I know Jono has been way busy lately (stop renovating houses and build brewerys if ya readin this ya nutter  ) but if you send him a nice email he will defiantly get back to you.

I would not be spending my $5k on chinese brew equipment regardless of how good it is. German Maybe...American Maybe....Portland Vic, Every single time..


----------



## MastersBrewery (6/8/15)

Fents batch size was 100L ?


----------



## Fents (6/8/15)

^^^^ Not really 100L per say. Its a 99L robinox pot with a 40-50L (approx) mash tun on top. I was loading approx 11-12KG (could squeexe in 13KG) grain and it was full. Mashing with about 48L's water and sparging with another 30 Litres and i can bump out 51-54L's of about 1.053 - 1.055 wort. (about 80% brewhouse efficency. you can also run this system as a no sparge and just start with all your water and it gets about 65-70% effc)

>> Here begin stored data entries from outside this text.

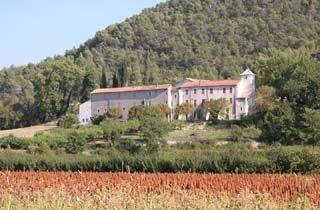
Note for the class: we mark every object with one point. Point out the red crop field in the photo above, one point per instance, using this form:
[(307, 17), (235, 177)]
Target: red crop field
[(285, 188)]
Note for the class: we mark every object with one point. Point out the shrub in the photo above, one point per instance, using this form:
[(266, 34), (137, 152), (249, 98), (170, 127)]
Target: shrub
[(97, 119), (131, 126), (135, 112), (114, 113), (14, 142), (75, 143), (153, 127), (112, 129), (68, 121)]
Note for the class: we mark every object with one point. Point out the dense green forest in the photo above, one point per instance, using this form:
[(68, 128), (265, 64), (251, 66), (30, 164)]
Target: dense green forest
[(209, 39)]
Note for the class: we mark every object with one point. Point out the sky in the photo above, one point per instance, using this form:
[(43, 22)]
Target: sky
[(31, 30)]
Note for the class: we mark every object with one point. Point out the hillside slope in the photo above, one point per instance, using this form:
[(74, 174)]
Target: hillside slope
[(196, 38)]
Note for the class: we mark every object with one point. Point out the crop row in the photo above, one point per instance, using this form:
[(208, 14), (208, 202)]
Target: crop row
[(288, 186)]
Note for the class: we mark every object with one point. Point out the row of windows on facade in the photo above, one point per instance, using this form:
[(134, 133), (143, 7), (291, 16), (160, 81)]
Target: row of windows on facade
[(144, 102), (224, 90), (149, 94), (204, 100)]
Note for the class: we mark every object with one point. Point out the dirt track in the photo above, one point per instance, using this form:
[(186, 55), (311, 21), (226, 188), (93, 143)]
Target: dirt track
[(27, 132)]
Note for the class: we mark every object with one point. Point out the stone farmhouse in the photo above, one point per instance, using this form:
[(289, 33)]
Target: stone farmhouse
[(239, 94)]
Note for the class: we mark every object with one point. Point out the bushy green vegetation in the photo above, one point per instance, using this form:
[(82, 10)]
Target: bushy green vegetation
[(231, 159), (205, 39)]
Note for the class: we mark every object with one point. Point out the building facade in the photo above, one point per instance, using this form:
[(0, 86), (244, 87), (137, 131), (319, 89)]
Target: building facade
[(239, 94), (126, 97)]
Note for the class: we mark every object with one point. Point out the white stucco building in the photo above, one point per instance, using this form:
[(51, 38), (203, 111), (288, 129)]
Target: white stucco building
[(239, 94)]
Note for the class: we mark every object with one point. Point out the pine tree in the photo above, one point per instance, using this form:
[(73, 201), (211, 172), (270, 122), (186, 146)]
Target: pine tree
[(103, 82)]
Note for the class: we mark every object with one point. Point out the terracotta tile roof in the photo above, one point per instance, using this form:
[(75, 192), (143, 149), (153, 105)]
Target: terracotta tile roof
[(211, 83), (130, 89)]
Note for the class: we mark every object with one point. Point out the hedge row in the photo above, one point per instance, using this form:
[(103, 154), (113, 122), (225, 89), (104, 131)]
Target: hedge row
[(274, 161)]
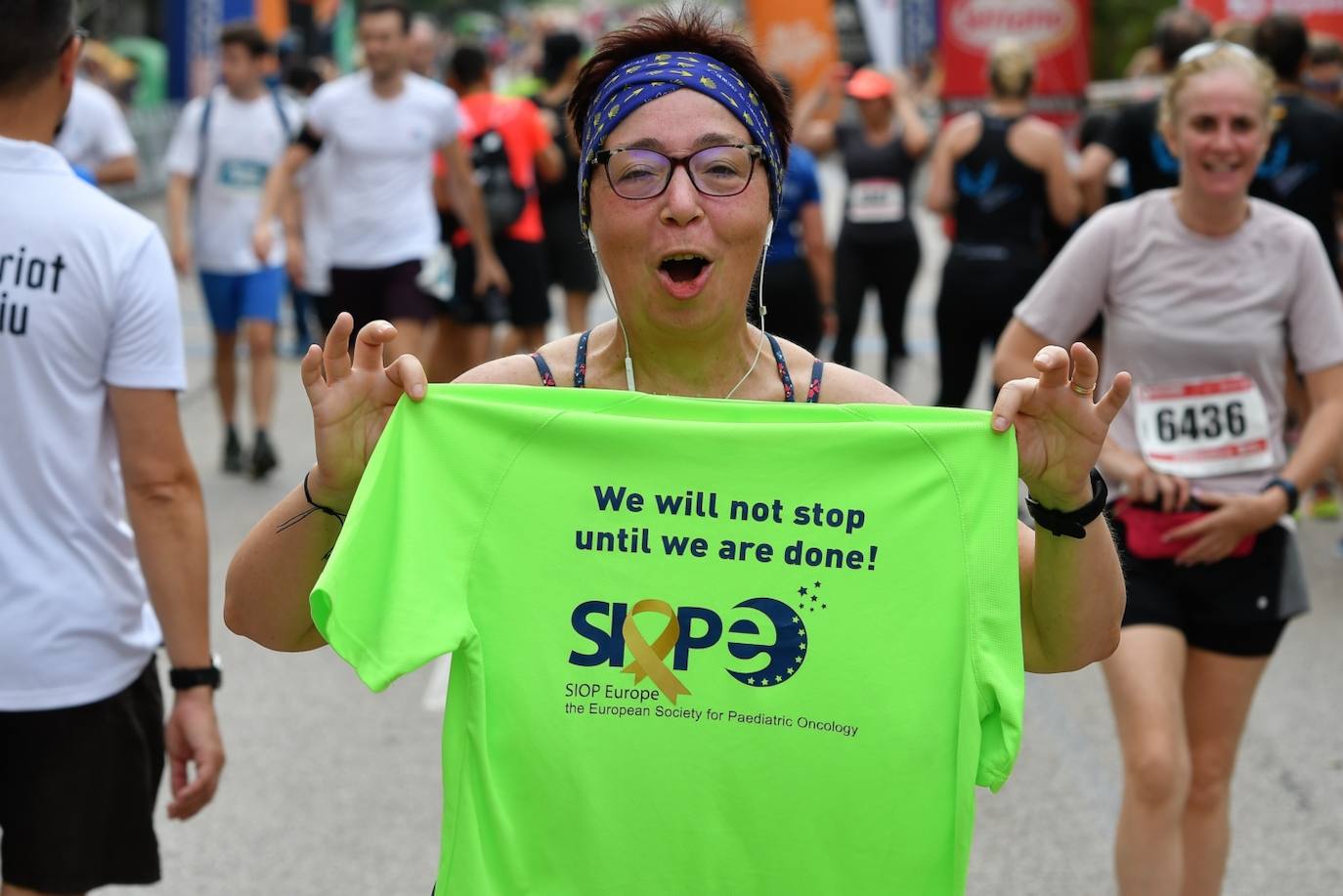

Its just so easy to use and clean.


----------



## droid (6/8/15)

Fents can I ask what you were brewing with before? and how long have you been using this system now? is it a system you can sink your teeth into in some manner or is it press and go? I think of 3v as something that keeps me on my feet, though if I go all electric with herms I might be doing the same thing but looking at 3 vessels instead of a tower - if that were the case then yours might be a good thang, hmmn

oh geez here we go, somebody stop the merry-go-'round


----------



## Mardoo (6/8/15)

Fents had a pretty big system before h34r:


----------



## droid (6/8/15)

Jono got back to me today, he's flat out on some mega Reno but can help in a couple of months. Hopefully we'll come up with something coolio!

Gotta say, I'm excited !!!


----------



## Mardoo (6/8/15)

Nice. If I had the $$ I'd definitely go with him, based on what I've seen. Husky should go into production too


----------